Social-media sites took down the video when it was posted.

A sexually explicit video involving a Tajik female activist has been posted online in an apparent bid to defame her in Tajikistan’s religiously conservative society.

The activist and human rights campaigner, whose name is being withheld, says she doesn't know precisely who is responsible for recording and distributing the video.

Police say they're investigating the case after receiving a formal complaint from the woman.

YouTube and Facebook swiftly removed the video when it was posted on those social-media sites in early September. The footage, however, resurfaced again on Russian social media and some other sites.

"The video has been a heavy psychological blow. I want to know who has done it and why they have done it," the activist told RFE/RL's Tajik Service.

It’s not the first time the Dushanbe-based activist has come under attack on the Internet.

She was also targeted with degrading photoshopped images, insulting comments, and threats on Facebook in April after she took part in a citizens' initiative against an unpopular government plan to raise the price of Internet access in Tajikistan.

In a Facebook post, a group of Dushanbe activists urged people to gather near a city theater on April 22 to sign an open letter asking President Emomali Rahmon to scrap the plan.

The woman was among some 200 people who responded to the call and gathered to sign the letter in a rare event in a country that has little tolerance for unsanctioned gatherings and public initiatives. Some 400 others signed the letter the following day.

Rahmon eventually cancelled the Internet price hike, which had sparked outrage across the impoverished Central Asian country of some 9 million.

The online attacks against the activist, however, intensified. She said at the time that trolls would call her a "whore" or accuse her of "inciting violence."

The attacks culminated with the sex video, which the activist believes was recorded on August 16. The footage shows the activist's face, while the man's face is blurred out.

Without directly accusing anyone, the woman says she is "highly suspicious" of the man in the video, with whom she was engaged to be married at the time.

The activist said the man approached her in June, telling her he was a long-time admirer and supporter of her work.

He was "very polite," kind, and supportive, the activist recalls. She doesn’t want to give the man's name, citing legal reasons, and is also unsure of his real identity.

Introducing himself as an unmarried, successful businessman, the man soon asked the activist out on a date. Within days he proposed to her to marry him, which the woman says she happily said "yes" to.

'He Disappeared Soon Afterward'

On August 16, her fiance took her to a house that he said he had repossessed from one of his "creditors" in lieu of unpaid debts.

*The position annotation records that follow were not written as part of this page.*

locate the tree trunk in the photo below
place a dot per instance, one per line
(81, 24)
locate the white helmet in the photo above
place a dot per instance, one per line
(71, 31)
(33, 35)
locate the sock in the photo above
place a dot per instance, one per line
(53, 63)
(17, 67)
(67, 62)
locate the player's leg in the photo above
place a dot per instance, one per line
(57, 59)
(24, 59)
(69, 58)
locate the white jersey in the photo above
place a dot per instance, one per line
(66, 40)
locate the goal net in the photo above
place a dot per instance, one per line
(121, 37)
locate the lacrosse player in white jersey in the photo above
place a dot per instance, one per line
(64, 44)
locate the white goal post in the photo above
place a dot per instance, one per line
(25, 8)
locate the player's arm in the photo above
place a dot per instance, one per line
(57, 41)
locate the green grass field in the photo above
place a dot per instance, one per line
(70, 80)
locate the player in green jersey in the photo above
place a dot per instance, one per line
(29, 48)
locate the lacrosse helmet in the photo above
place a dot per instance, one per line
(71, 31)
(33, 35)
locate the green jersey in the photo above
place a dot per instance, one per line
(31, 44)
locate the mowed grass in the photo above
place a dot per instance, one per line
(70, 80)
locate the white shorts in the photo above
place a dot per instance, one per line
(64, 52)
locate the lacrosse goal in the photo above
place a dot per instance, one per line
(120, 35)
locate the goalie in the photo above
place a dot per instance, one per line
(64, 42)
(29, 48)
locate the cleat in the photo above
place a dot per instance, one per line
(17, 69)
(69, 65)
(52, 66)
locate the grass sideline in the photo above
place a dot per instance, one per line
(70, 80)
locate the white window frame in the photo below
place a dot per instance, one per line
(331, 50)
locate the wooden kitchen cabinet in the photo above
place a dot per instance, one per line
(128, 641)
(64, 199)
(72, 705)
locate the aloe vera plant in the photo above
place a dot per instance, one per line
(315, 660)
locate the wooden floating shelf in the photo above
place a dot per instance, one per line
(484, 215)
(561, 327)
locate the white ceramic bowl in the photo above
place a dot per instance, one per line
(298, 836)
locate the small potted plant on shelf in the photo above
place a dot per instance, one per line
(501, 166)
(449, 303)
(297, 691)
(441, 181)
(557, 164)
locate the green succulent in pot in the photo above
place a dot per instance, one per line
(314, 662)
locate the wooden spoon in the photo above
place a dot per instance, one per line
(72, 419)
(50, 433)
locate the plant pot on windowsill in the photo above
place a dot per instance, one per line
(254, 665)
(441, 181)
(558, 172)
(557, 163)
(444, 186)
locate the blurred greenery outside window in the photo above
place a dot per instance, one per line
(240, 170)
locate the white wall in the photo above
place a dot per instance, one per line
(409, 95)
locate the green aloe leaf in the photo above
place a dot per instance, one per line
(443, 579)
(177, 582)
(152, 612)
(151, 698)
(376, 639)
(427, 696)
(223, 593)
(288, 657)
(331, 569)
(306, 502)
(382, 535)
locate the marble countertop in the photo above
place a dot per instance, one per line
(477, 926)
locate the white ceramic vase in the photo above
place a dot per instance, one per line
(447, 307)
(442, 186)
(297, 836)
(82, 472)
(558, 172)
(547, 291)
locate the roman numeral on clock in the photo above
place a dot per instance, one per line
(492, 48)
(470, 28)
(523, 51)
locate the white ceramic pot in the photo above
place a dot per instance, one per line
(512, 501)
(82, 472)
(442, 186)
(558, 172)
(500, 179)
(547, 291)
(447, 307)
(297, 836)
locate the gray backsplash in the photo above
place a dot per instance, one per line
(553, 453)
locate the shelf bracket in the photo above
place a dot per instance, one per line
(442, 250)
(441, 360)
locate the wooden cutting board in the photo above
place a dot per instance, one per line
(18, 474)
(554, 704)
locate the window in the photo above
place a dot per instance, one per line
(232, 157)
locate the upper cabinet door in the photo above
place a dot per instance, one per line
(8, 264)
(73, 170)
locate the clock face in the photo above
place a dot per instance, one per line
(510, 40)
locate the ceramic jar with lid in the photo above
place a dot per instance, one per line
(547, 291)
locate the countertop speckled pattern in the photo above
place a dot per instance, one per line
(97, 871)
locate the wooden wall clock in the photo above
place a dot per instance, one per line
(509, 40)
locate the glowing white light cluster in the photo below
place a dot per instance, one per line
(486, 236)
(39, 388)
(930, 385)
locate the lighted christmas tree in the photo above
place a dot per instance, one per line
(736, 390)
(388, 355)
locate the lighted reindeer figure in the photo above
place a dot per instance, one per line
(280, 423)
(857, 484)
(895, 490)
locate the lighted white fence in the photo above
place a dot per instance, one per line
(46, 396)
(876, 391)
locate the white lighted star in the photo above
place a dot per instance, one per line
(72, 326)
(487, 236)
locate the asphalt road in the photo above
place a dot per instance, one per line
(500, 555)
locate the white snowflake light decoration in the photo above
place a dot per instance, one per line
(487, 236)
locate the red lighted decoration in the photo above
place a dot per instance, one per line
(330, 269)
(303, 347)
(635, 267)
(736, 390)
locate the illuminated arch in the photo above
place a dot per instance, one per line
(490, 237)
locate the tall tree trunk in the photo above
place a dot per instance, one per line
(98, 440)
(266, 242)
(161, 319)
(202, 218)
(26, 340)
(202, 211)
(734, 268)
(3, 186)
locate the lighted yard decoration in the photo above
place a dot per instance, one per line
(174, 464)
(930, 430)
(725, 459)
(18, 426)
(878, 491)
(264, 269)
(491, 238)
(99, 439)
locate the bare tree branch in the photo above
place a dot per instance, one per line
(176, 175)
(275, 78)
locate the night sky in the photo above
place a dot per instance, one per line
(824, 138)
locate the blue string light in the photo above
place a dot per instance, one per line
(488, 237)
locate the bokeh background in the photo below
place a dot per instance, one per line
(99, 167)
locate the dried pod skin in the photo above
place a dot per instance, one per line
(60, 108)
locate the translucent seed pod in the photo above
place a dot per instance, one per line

Several days later, when the sex video appeared online, the activist recognized the inside of the house as the same one she had gone to with her fiance.

The man took the news of the sex video "surprisingly calmly," she said. But "he disappeared soon afterward" and the woman has since been unable to reach him on his phone or at any of the other contacts or addresses she had for him during their three-month relationship.

Police say they are considering opening a criminal probe to potentially charge the perpetrators with illegally spreading material about a person's private life.

The video has risen concerns among right defenders, who see it as an attack and smear campaign to silence the woman and threaten other activists in Tajikistan.

"This is aimed at threatening people so they don't dare criticize the government or its officials," says Oinihol Bobonazarova, a leading human rights defender and former opposition presidential candidate.

"Such actions, however, will have an opposite effect for the government," Bobonazarova warns. "There is a limit to fear. If you keep trying to instill fear in people they will eventually lose all fear in the end."

Lawmaker Zainiddin Safarovs said he hoped "police will bring the perpetrators to justice and defend the citizen's rights."

Using sex videos to damage opponents' and critics' reputations is not new in Tajikistan.

Multiple sex videos purportedly showing mullahs and members of the now-banned Islamic Renaissance Party of Tajikistan were posted in a smear campaign against the opposition party before it was outlawed in 2015.

With just a few exceptions, the majority of those videos targeted men.

The use of embarrassing sex videos has also been used frequently in neighboring Kyrgyzstan in recent years, with at least a half-dozen such cases known, including against the country's head mufti (which led to his resignation), leading opposition politician Omurbek Tekebaev, two opposition journalists, and one of former President Almazbek Atambaev's daughters.

In 2012, in another predominantly Muslim former Soviet republic, Azerbaijan, a similar tactic was used against prominent investigative journalist Khadija Ismayilova.

Articles by Ismayilova -- who has worked for RFE/RL -- implicated Azerbaijani President Ilham Aliyev's family in corrupt financial activities and arrangements resulting in the theft of hundreds of millions of dollars.

Another well-known case was the 2018 posting of a sex-tape video purportedly featuring the controversial, self-exiled former banker Mukhtar Ablyazov, a vocal critic of former President Nursultan Nazarbaev.